In a letter to Glaxo’s 94,000 employees, sent late last week and seen by The Mail on Sunday, Walmsley wrote: ‘We will set out ambitions for new GSK: for global health impact at scale; a step change in growth and returns for shareholders; and as a company where outstanding people can truly thrive.’
She added that GSK’s strategy ‘continues to be to focus on the science of the immune system, human genetics and advanced technologies to get ahead of infectious diseases, HIV, cancer and immune-mediated and respiratory diseases’.
A source close to GSK said the cash freed up by cutting the dividend would be spent on a mixture of research, acquisitions, paying down debts – notably shifting them on to the consumer business – and investing in manufacturing, particularly for vaccines. ‘This will give us more firepower,’ the source said.
Walmsley is expected to invest some of the savings in GSK’s drugs pipeline, with patents on 14 products worth about £10billion a year due to expire in the next decade.

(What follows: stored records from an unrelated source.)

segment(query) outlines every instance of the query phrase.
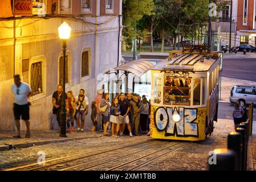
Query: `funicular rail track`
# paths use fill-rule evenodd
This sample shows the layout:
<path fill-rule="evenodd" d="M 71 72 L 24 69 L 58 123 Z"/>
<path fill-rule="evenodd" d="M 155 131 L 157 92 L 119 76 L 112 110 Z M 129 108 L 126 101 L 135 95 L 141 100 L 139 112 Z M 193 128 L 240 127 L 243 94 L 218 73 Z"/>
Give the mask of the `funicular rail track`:
<path fill-rule="evenodd" d="M 134 170 L 190 143 L 150 139 L 113 148 L 109 147 L 50 159 L 46 160 L 44 165 L 35 163 L 6 171 Z"/>

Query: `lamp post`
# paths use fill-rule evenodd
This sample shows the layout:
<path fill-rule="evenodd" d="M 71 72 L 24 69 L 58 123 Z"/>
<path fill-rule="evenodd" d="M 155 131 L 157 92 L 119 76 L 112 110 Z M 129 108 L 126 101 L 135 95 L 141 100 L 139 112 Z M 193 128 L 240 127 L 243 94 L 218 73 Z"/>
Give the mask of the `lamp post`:
<path fill-rule="evenodd" d="M 70 33 L 71 32 L 71 28 L 68 24 L 64 22 L 59 27 L 59 36 L 60 40 L 62 40 L 62 47 L 63 48 L 63 84 L 62 91 L 62 98 L 61 100 L 61 110 L 60 110 L 60 134 L 61 137 L 67 137 L 66 133 L 66 90 L 65 90 L 65 82 L 66 82 L 66 52 L 67 48 L 67 41 L 70 37 Z"/>

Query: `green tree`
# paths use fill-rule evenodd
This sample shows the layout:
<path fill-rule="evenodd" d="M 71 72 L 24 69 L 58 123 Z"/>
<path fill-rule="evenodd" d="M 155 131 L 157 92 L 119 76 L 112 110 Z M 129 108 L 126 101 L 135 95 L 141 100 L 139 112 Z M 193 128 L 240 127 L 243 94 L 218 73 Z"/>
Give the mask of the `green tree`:
<path fill-rule="evenodd" d="M 125 42 L 136 36 L 137 22 L 144 15 L 153 14 L 154 8 L 153 0 L 123 0 L 123 24 L 125 27 L 123 35 Z"/>

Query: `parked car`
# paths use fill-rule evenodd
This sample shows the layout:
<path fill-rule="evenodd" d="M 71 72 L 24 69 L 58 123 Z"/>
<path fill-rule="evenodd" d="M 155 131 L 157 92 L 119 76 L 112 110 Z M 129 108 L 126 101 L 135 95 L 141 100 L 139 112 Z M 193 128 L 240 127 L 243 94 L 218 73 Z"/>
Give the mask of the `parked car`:
<path fill-rule="evenodd" d="M 256 52 L 256 47 L 249 44 L 241 44 L 237 47 L 238 49 L 238 52 L 243 52 L 243 49 L 246 49 L 246 52 Z"/>
<path fill-rule="evenodd" d="M 256 104 L 256 86 L 243 85 L 233 86 L 230 91 L 229 101 L 230 102 L 235 103 L 238 100 L 246 104 L 251 102 Z"/>

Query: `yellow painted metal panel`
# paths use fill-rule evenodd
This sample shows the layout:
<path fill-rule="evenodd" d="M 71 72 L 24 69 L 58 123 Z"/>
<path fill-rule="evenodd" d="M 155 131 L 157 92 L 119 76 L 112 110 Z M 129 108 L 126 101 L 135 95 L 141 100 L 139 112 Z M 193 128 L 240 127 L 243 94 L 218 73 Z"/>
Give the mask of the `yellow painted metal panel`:
<path fill-rule="evenodd" d="M 178 114 L 175 122 L 173 116 Z M 152 106 L 151 136 L 153 138 L 197 141 L 205 139 L 206 107 Z"/>

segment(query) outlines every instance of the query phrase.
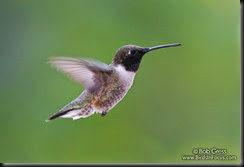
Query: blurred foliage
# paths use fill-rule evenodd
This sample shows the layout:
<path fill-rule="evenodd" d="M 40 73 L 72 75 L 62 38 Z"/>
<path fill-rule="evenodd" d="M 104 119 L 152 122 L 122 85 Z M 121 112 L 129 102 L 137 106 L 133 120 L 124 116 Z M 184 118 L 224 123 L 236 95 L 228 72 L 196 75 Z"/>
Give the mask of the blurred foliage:
<path fill-rule="evenodd" d="M 239 163 L 240 2 L 1 0 L 0 161 Z M 183 45 L 144 57 L 106 117 L 44 120 L 83 88 L 51 56 L 110 63 L 126 44 Z M 236 161 L 183 161 L 195 147 Z"/>

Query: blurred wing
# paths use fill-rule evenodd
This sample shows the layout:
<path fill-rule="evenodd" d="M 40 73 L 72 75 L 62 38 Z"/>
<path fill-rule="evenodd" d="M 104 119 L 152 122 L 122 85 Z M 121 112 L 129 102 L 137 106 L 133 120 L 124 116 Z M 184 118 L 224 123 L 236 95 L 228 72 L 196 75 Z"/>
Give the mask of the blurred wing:
<path fill-rule="evenodd" d="M 90 93 L 112 73 L 107 64 L 88 58 L 54 57 L 49 63 L 82 84 Z"/>

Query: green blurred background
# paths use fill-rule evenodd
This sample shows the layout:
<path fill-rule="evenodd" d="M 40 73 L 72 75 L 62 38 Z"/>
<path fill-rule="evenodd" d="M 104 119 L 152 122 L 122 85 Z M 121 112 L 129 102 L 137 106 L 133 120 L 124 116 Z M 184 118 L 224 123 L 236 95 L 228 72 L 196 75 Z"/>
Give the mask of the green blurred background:
<path fill-rule="evenodd" d="M 0 161 L 239 163 L 239 10 L 232 0 L 1 0 Z M 144 57 L 106 117 L 44 122 L 83 90 L 49 57 L 110 63 L 122 45 L 175 42 Z M 195 147 L 238 159 L 181 159 Z"/>

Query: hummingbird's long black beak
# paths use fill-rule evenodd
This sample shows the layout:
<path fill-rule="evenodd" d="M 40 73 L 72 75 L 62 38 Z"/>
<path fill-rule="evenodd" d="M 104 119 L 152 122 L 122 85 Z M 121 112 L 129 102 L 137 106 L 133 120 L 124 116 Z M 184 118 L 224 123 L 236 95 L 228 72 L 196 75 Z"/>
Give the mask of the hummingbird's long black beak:
<path fill-rule="evenodd" d="M 143 51 L 145 53 L 147 53 L 147 52 L 150 52 L 150 51 L 156 50 L 156 49 L 167 48 L 167 47 L 172 47 L 172 46 L 180 46 L 180 45 L 181 45 L 180 43 L 174 43 L 174 44 L 165 44 L 165 45 L 159 45 L 159 46 L 152 46 L 152 47 L 143 49 Z"/>

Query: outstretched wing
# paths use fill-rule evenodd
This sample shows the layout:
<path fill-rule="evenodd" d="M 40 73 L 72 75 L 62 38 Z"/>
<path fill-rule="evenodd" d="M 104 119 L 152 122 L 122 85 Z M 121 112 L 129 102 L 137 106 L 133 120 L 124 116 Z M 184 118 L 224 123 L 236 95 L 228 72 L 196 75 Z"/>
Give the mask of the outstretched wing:
<path fill-rule="evenodd" d="M 54 57 L 49 63 L 68 74 L 90 93 L 101 87 L 106 77 L 113 72 L 107 64 L 88 58 Z"/>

The long-planned investor day has taken on extra significance since US corporate raider Elliott emerged on the share register in April. The hedge fund is yet to make its intentions public, but sources have told The Mail on Sunday that Elliott has questioned the suitability of Walmsley – whose background is in consumer products – to run the business after the split.
GSK’s share price has fallen 15 per cent since Walmsley took charge in 2017. Concerns over its research and development pipeline have weighed on the shares and Walmsley has faced criticism for failing to develop GSK’s own Covid vaccine.
Top investors are understood to have discussed with Elliott the idea of hiving off Glaxo’s vaccines arm. But insiders said GSK would emphasise the benefits of increased collaboration between pharma and vaccines. ‘We definitely have a big opportunity with vaccines and that’s a major part of the growth of new GSK,’ the source said.
GSK is now expected to bring more closely together work on the prevention and treatment of infectious diseases such as flu.
Walmsley is unlikely to announce any specific acquisitions on Wednesday, following last week’s announcement of a $2 billion (£1.45billion) deal with iTeos Therapeutics to sell a potential cancer treatment. She is also not expected to reveal clinical breakthroughs due to strict regulations around the release of medical data.
GSK’s shares hit a nadir under Walmsley of £11.90 in February, but have recovered to £14.30.
Analysts at Morgan Stanley, which has a £15.50 target price, said: ‘The key question for investors is whether the pace of change is fast enough as the business gradually evolves into a more innovative, specialist medicines operation, potentially generating higher and more sustainable returns.’